The distribution required to achieve Hubble's law is ρ(r)=k/r, where k=0.833 kg/m². This distribution creates an observer-dependent horizon at around 1.29×10²⁶ meters (13.6 billion light years).
How do you account for the CMB?
Very near the horizon (1-3 Planck lengths), Hawking radiation is produced out of the geometry. The emitted temperature is very cold, around 1.4×10⁻³⁰ kelvin, but the 1+z for that region is extremely high ~1.9×10³⁰. Since this radiation comes directly from the geometry and not out of a gravitational well, it's blue shifted to the 2.725 kelvin we observe. You can use the CMB calculator to see the results for yourself.
Where does the k=0.833 kg/m² come from?
At the horizon, the surface density is σ = c² / (8πGRₛ) = 0.417 kg/m² = 1/2×k. Mass enclosed by a sphere: M = 0.417 kg/m² × 4πR² = 1.668πR² kg. Volumetric density at distance r: ρ = 0.834/r kg/m³. This means density decreases inversely with distance from any point.
But I thought the universe was statistically homogeneous on the largest scales?
"Statistically homogeneous" is a nonsensical term. What they really mean to say is that mass density decreases at a rate that is inversely proportional to the given scale, or, in other words ρ(r)=k/r, where k=0.833 kg/m².
If everything has the same density gradient, why don't we notice this effect locally?
Because locally, stars and planets are dramatically more dense than their immediate surroundings. The local topography overwhelms the underlying gradient. The Hubble shift doesn't become noticeable until around 1 megaparsec; at that distance, it begins to overtake the local effects.
How is this different from the tired light theory?
This model comes directly from the core postulates of general relativity. The distribution alone accounts for the redshift, so there is no need for expansion, inflation, or dark energy.
What observable evidence would support your model over the expansion model?
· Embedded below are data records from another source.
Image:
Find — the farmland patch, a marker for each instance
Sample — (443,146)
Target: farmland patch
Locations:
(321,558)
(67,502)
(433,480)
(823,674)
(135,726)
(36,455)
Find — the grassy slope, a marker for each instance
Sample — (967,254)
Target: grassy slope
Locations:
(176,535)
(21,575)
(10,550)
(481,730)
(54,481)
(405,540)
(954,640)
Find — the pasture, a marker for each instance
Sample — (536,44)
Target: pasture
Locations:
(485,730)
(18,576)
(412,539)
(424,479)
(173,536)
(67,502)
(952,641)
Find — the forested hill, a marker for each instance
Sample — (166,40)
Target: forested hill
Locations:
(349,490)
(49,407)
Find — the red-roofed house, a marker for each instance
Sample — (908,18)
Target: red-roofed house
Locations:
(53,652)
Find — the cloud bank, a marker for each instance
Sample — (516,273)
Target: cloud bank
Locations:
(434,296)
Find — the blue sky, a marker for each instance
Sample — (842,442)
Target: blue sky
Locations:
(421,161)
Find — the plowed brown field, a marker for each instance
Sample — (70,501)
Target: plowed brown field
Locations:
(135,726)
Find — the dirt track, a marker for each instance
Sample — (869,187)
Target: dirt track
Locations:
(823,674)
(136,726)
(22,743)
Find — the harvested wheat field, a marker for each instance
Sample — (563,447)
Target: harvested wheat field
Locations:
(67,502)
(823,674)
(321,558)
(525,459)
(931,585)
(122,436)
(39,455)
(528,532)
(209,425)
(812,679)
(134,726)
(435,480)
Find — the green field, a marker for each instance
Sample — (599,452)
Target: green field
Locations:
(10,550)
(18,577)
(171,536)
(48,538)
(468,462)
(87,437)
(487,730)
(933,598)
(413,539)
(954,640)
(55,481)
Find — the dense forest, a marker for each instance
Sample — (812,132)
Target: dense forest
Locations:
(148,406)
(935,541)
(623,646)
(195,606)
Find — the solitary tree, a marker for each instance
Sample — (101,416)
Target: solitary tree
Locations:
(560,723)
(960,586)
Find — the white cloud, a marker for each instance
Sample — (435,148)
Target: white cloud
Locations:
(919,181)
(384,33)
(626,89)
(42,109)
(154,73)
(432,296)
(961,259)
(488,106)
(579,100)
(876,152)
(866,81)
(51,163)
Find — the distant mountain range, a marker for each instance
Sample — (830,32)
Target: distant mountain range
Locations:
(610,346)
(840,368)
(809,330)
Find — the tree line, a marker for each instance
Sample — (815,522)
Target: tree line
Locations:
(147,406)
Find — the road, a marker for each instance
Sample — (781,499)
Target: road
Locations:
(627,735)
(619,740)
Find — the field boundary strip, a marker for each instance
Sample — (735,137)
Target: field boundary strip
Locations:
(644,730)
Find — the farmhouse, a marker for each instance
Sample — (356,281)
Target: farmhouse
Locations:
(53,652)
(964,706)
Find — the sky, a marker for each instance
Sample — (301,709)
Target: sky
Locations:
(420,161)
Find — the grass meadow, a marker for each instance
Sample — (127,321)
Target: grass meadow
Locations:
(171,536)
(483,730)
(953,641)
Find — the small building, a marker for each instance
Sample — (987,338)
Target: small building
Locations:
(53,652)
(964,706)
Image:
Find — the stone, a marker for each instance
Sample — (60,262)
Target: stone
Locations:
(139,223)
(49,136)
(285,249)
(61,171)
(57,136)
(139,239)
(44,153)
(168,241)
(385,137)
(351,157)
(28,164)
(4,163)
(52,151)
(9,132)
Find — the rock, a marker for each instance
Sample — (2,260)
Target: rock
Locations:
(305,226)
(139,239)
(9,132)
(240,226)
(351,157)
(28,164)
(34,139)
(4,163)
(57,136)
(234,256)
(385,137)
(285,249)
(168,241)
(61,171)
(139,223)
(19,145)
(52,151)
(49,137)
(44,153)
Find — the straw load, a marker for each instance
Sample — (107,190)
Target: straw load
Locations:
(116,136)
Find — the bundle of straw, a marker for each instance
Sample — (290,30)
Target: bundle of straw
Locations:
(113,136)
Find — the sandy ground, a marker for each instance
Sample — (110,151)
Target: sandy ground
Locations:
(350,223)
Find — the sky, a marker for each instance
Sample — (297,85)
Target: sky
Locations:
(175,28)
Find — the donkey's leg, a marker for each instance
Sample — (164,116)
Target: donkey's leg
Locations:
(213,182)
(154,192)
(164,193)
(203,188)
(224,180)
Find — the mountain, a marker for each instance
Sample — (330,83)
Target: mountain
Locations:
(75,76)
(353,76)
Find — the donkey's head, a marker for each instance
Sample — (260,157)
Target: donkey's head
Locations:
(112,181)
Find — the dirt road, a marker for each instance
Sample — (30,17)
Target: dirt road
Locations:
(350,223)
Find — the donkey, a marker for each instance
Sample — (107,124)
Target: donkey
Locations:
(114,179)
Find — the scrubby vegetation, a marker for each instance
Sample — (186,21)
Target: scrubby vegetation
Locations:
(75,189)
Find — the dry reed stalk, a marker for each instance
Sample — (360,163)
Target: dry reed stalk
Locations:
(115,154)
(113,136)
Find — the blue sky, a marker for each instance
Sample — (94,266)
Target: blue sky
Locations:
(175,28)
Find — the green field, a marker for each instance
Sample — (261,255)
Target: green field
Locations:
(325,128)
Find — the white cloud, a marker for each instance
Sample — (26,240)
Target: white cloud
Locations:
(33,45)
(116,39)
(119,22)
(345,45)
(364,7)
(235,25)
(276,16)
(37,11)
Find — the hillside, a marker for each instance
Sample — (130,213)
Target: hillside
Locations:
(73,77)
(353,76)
All observations support this model. It's the interpretations and assumptions that are different. The coming SHOES project may offer some methods to distinguish between the two models, but it's hard to compete against a magic model that makes adjustments based on the observations. The best you can aim for is a tie.